Zwei Wörter, die auf den ersten Blick das gleiche zu bedeuten scheinen und die sehr häufig durcheinandergebracht werden, sind
Hin und
Her, mit all ihren Kombinationen wie
Hinauf,
Herunter,
Hinab… Aber wann geht es hin, und wann geht es her?
Die Antwort hängt von der Perspektive des Sprechers ab:
- Her bewegt sich auf den Sprecher zu
- Hin bewegt sich vom Sprecher weg
In einer Geschichte ist es also immer wichtig, sich bewusst zu sein, aus wessen Sicht sie erzählt wird. Nehmen wir als Beispiel Bob. Bob ist auf den Baum geklettert und winkt seinem Bruder Ewald, der unten steht. Dabei verliert er den Halt und fällt. Aber fällt er jetzt hinunter oder herunter? Die Antwort ist: Er tut beides. Aus Bobs Warte fällt er hinunter, er bewegt sich von seinem alten Standpunkt weg. Aus Ewalds Sicht fällt Bob herunter, denn er kommt dabei auf Ewald zu. In einer Erzählung sieht das dann so aus:
Bob war stolz auf sich. Das sollte Ewald im mal nachmachen, in die Spitze hinaufzuturnen wie eine Katze oder ein Eichhörnchen! Jetzt versperrte nur noch wenige Blätter und dünne Zweige seine Sicht auf den freien Himmel, währen Ewald unten kaum zu sehen war durch das dichte Blätterdach. Ewald stieß sich auf dem Ast, auf dem er stand, so weit nach oben, wie er konnte, um größer auszusehen, hielt sich mit der rechten Hand fest und winkte mit dem ganzen linken Arm. »He, Ewald!« rief er. Doch zu mehr kam er nicht. Der Ast gab unter ihm nach, Bobs Füße rutschen weg, und ehe er noch versuchen konnte, sich wieder zu fangen, verlor er das Gleichgewicht und fiel hinunter.

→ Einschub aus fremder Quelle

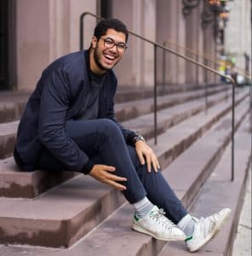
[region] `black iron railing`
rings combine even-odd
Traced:
[[[84,37],[83,37],[83,31],[84,31],[84,17],[86,15],[90,15],[93,16],[94,18],[96,18],[97,20],[102,20],[103,18],[98,15],[95,15],[92,13],[89,12],[85,12],[83,14],[81,15],[80,16],[80,49],[83,49],[83,43],[84,43]],[[158,48],[163,49],[165,52],[169,52],[172,55],[175,55],[180,58],[182,58],[191,63],[193,63],[195,65],[197,65],[198,67],[201,67],[202,68],[208,70],[215,74],[220,75],[220,77],[225,78],[226,79],[227,79],[228,81],[230,81],[232,83],[232,163],[231,163],[231,180],[233,181],[234,180],[234,131],[235,131],[235,127],[234,127],[234,119],[235,119],[235,85],[236,83],[234,81],[234,79],[232,78],[231,78],[230,76],[226,76],[224,75],[222,73],[220,73],[219,71],[208,67],[204,64],[202,64],[192,58],[189,58],[184,55],[181,55],[180,53],[178,53],[177,51],[165,47],[163,44],[157,43],[155,41],[152,41],[148,38],[146,38],[134,32],[129,31],[129,33],[131,34],[132,36],[140,38],[141,40],[143,40],[144,42],[149,43],[153,45],[154,47],[154,143],[157,145],[158,143],[158,82],[157,82],[157,49]]]

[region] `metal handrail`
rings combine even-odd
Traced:
[[[219,64],[221,63],[220,60],[216,60],[215,58],[214,58],[213,55],[206,55],[206,54],[196,51],[193,49],[191,49],[191,48],[188,48],[188,47],[185,47],[185,46],[183,46],[183,45],[181,45],[180,44],[177,44],[176,42],[173,42],[173,41],[169,41],[169,40],[165,40],[165,41],[163,41],[163,45],[166,46],[167,44],[170,44],[170,45],[175,45],[175,47],[180,48],[180,49],[185,50],[186,52],[188,52],[190,55],[193,55],[198,56],[198,57],[202,57],[204,60],[206,60],[208,61],[210,61],[210,62],[212,62],[214,64],[218,64],[219,65]],[[248,79],[251,79],[250,76],[247,75],[245,73],[244,70],[242,70],[241,68],[238,68],[238,67],[233,67],[232,70],[235,71],[235,72],[237,72],[237,73],[238,73],[239,74],[243,75],[244,78],[246,78]]]
[[[80,49],[83,49],[83,26],[84,26],[84,23],[83,23],[83,20],[84,20],[84,17],[86,15],[90,15],[90,16],[93,16],[98,20],[103,20],[104,18],[100,17],[100,16],[98,16],[96,15],[94,15],[90,12],[84,12],[80,16]],[[157,113],[158,113],[158,102],[157,102],[157,49],[158,47],[167,51],[167,52],[169,52],[178,57],[180,57],[191,63],[193,63],[198,67],[203,67],[203,69],[206,69],[215,74],[217,74],[217,75],[220,75],[220,77],[223,77],[225,78],[226,79],[229,80],[231,83],[232,83],[232,162],[231,162],[231,172],[232,172],[232,177],[231,177],[231,180],[233,181],[234,180],[234,117],[235,117],[235,109],[234,109],[234,104],[235,104],[235,85],[236,85],[236,83],[234,81],[234,79],[229,76],[226,76],[226,75],[224,75],[222,73],[220,73],[219,71],[212,68],[212,67],[209,67],[204,64],[202,64],[198,61],[196,61],[195,60],[192,59],[192,58],[189,58],[186,55],[183,55],[178,52],[176,52],[175,50],[173,50],[168,47],[164,47],[163,45],[162,45],[161,44],[159,43],[157,43],[155,41],[152,41],[148,38],[146,38],[132,31],[129,31],[129,33],[146,42],[146,43],[149,43],[151,44],[152,44],[154,46],[154,143],[155,144],[158,143],[158,116],[157,116]]]

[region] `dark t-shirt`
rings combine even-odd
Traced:
[[[90,73],[91,84],[87,96],[87,102],[77,119],[91,120],[98,117],[99,110],[99,92],[102,87],[105,76],[98,76]]]

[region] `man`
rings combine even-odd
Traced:
[[[102,20],[89,50],[63,56],[43,71],[20,120],[14,158],[26,171],[81,172],[121,190],[135,208],[135,230],[163,241],[186,239],[197,251],[230,210],[199,220],[188,214],[144,138],[117,122],[112,68],[127,40],[121,21]]]

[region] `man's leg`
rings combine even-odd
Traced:
[[[186,208],[177,198],[160,172],[152,170],[148,172],[146,166],[140,165],[133,147],[128,146],[132,162],[146,191],[147,198],[159,208],[163,208],[166,216],[175,224],[186,214]]]
[[[135,230],[164,241],[185,239],[185,234],[146,197],[146,192],[132,163],[122,131],[114,122],[70,120],[66,122],[66,132],[89,158],[99,160],[97,164],[115,166],[115,174],[127,178],[127,189],[123,193],[136,210],[146,209],[146,203],[152,206],[144,218],[138,218]]]

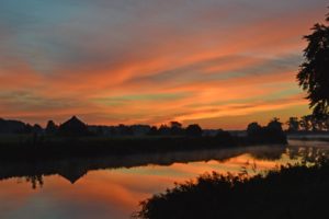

Ewald traute sich gar nicht hinzusehen. Bob war schon viel zu hoch geklettert. In der Höhe würden ihn die Äste niemals tragen! Und der großvater hatte sie doch noch gewarnt, auf sich aufzupassen! Irgendwo weit oben sah Ewald Bobs rotes T-Shirt durch die Blätter blitzen, aber viel konnte er nicht erkennen, dafür war der Baum zu hoch und das Blätterdach zu dicht. Und wenn Ewald sich die Hände vor die Augen hielt, erkannte er natürlich noch weniger. Von oben hörte er Bob rufen, dann ein erschrockener Schrei, und dann - o nein! Bob verlor den Halt und stürzte herunter.
Aber nicht jeder Autor möchte mit so einer engen Perspektive arbeiten, bei der man direkt durch die Augen einer anwesenden Figur blickt. Manchmal gibt es einen Erzähler, der überhaupt nicht dabei ist, und manchmal ist der Erzähler noch nicht einmal eine Person, sondern nur ein neutrales Augenpaar, das von irgendwo auf die Szenerie blickt. In einem solchen Fall führt euch das Bild vor Augen und fragt euch, wo die Kamera aufgestellt ist und ob sich die Handlung auf sie zu oder von ihr weg bewegt.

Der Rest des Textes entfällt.